I recently stumbled upon a couple of contracts products. One is TOSAmend, which allows you to mark up online terms of service before agreeing to them in the hope that you’ll be able to form a contract on more favorable terms. The other is PocketNDA, a small notebook of form non-disclosure agreements for those times when lunch conversation gets serious. What do you think, are these useful contracts tools or mere novelties?

4 comments… add one
  • Victoria Picciafuoco Jan 3, 2012 Link Reply

    When I first stumbled into TOSAmend, a couple of months ago, I didn’t take it seriously, although it definitely highlighted a huge legal painpoint of the internet. Now they have a legal opinion supporting the legality of the tool, and I still have some objections.
    TOSAmend’s idea comes from the frustration of disagreeing with the terms of use set by a company, and not being able to do anything about it. The proposed solution, though, does not give any incentive to the user to read the TOS, but rather reject them in toto, assuming that consumer law is better and more favorable to him. This is not a good incentive, in my opinion, since:
    – the company will still collect my information and do everything that’s in the TOS, and I will still have no idea about it.
    – if the network effect of TOSamend kicks in and everybody starts using it, actually making all TOS useless, the potential liability of the company will go up, and so the price of the service I’m buying.I personally would prefer a transparent, fairer standard that everybody knows about, instead of a trick that (only superficially) reverse the negotiation power of the parties. Somebody in another blog post suggested a sort of “incoterms” for TOS. Many say that writing TOS in plain English would improve the readership rate. Let’s start with that! I had this conversation with Prof Eigen, who wrote the opinion for TOSAmend, and he disagrees, with some good points: he argues that being armed with the ability to edit will make people more likely to spend more time reading contracts, and he thinks a lot of people don’t read terms and conditions because they think– what’s the point? I have to sign anyway, and I can’t change the terms, so why bother?PoketNDA also looks like a novelty designer game, rather than a serious tool, but also embodies another painpoint: the “easy NDA” environment that’s the tech industry nowadays, as depicted by this post by Fred Wilson: must admit that notebook looks pretty well done, and I might buy one just for some funny moments in boring business talks!

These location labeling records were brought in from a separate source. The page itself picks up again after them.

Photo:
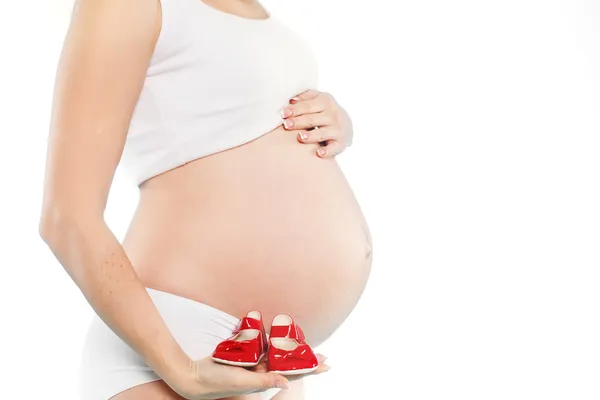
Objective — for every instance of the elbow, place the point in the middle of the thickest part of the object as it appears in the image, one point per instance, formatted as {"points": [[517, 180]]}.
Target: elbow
{"points": [[58, 223], [52, 223]]}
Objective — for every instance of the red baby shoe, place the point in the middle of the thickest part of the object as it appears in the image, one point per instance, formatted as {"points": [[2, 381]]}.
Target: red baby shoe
{"points": [[289, 354], [247, 345]]}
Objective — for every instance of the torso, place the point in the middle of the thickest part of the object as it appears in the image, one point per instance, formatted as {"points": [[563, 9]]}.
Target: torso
{"points": [[267, 226]]}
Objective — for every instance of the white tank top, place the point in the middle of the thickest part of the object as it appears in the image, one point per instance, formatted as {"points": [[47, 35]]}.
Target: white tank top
{"points": [[215, 81]]}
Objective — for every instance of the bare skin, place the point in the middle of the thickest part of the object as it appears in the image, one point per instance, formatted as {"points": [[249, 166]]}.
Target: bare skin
{"points": [[268, 225]]}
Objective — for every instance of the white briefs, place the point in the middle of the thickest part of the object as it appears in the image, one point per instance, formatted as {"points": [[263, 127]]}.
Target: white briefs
{"points": [[109, 366]]}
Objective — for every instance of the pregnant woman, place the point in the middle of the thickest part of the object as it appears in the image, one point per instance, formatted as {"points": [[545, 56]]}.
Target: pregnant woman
{"points": [[213, 109]]}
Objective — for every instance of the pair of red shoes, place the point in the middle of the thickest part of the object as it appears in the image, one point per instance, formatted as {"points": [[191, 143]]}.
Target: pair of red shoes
{"points": [[286, 349]]}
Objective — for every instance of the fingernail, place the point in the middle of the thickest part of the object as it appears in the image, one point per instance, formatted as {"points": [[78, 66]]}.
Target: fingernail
{"points": [[303, 135], [282, 385], [287, 112]]}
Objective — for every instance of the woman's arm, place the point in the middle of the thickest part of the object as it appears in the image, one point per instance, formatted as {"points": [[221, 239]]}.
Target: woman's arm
{"points": [[101, 71]]}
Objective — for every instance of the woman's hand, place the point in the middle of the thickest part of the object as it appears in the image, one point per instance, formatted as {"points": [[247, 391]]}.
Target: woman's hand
{"points": [[319, 119], [210, 380]]}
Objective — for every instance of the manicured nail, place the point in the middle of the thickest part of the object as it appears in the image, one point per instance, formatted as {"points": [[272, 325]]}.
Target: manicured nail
{"points": [[303, 135], [287, 112], [282, 385]]}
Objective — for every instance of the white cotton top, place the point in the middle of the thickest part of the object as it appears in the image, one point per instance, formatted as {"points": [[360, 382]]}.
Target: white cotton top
{"points": [[215, 81]]}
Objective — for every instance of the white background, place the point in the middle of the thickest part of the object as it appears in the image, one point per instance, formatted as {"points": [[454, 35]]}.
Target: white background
{"points": [[477, 164]]}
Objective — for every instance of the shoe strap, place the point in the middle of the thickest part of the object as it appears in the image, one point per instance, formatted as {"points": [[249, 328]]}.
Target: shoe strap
{"points": [[291, 331], [249, 323]]}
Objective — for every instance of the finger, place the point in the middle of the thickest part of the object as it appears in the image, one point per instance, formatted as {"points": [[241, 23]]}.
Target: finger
{"points": [[307, 95], [320, 370], [258, 381], [317, 135], [308, 121], [311, 106], [331, 149]]}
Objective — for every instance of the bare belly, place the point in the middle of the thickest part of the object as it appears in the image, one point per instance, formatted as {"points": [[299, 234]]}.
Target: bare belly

    • Brian Rogers Jan 3, 2012 Link Reply

      Veronica: Thanks for stopping by. My favorite comments to Fred’s post (besides signing reception desk NDAs as Mickey Mouse) were Chris Swan’s and Sam Tresler’s, although I didn’t read all 300+ comments!

      Some of the folks commenting on Fred’s post also mentioned the disclaimers and legalese we put all over the place, including at the bottom of emails. Contract formation requires mutual agreement, and courts have really strained to find actual agreement in a lot of instances. Although courts have enforced TOS as long as the people “agreeing” to them have notice and have ostensibly consented, it’s clear to everyone that it’s a legal fiction when no one reads the TOS and all TOS are adhesion contracts.

      I liked Coco’s suggestion in the comments to my Should Consumers Read Online Terms of Service? post about adopting some type of Incoterms standards, and I’ve considered whether the standardized approach taken by Creative Commons would work more generally on TOS. Ultimately, I suppose consumer risk of overreaching TOS is backstopped by such legal doctrines as unconsionability, but unless courts extend that doctrine to businesses and other areas where it doesn’t currently apply, the backstop isn’t available in a lot of situations.

      You make a good point about the cost benefits to consumers of website owners’ ability to enforce their TOS. The costs of increased business risk would ultimately find their way back to consumers. Plus, just as the sanctity of contracting is important to economic activity generally, the enforceabilty of TOS is important to transactions to which TOS apply. But there must be a better solution than the legal fictions we’re living with.

  • Bradley B. Clark Jan 3, 2012 Link Reply

    Brian – here’s my pithy comment about the TOSAmend issue: there’s no mutual assent and therefore no binding contract.

    Why not create a program (or a browser extension) that automatically amends every website’s TOS you visit in some manner (perhaps just jurisdiction or choice of law) so that there is never a meeting of the minds and no contract?

    Presumably, neither side would then have a breach-of-contract claim whereas without the “amendment” there would be a contract in favor of the website.

    • Brian Rogers Jan 3, 2012 Link Reply

      Bradley: Interesting thoughts. Although the UETA allows for contracting through computers without human interaction, if changes aren’t communicated, they’re not going to be effective. If proposed revisions are aren’t going to be received by anyone at the website owner who can consider them, you might as well click “I agree” with your fingers crossed.

      In any case, although you might not have a contract at any point during the “executory” period, at some point, you have a contract-related claim, even if it’s along the lines of quantum meruit.

      If article 2 of the UCC applies, the battle of the forms provisions of section 2-207 will ensure there’s a contract.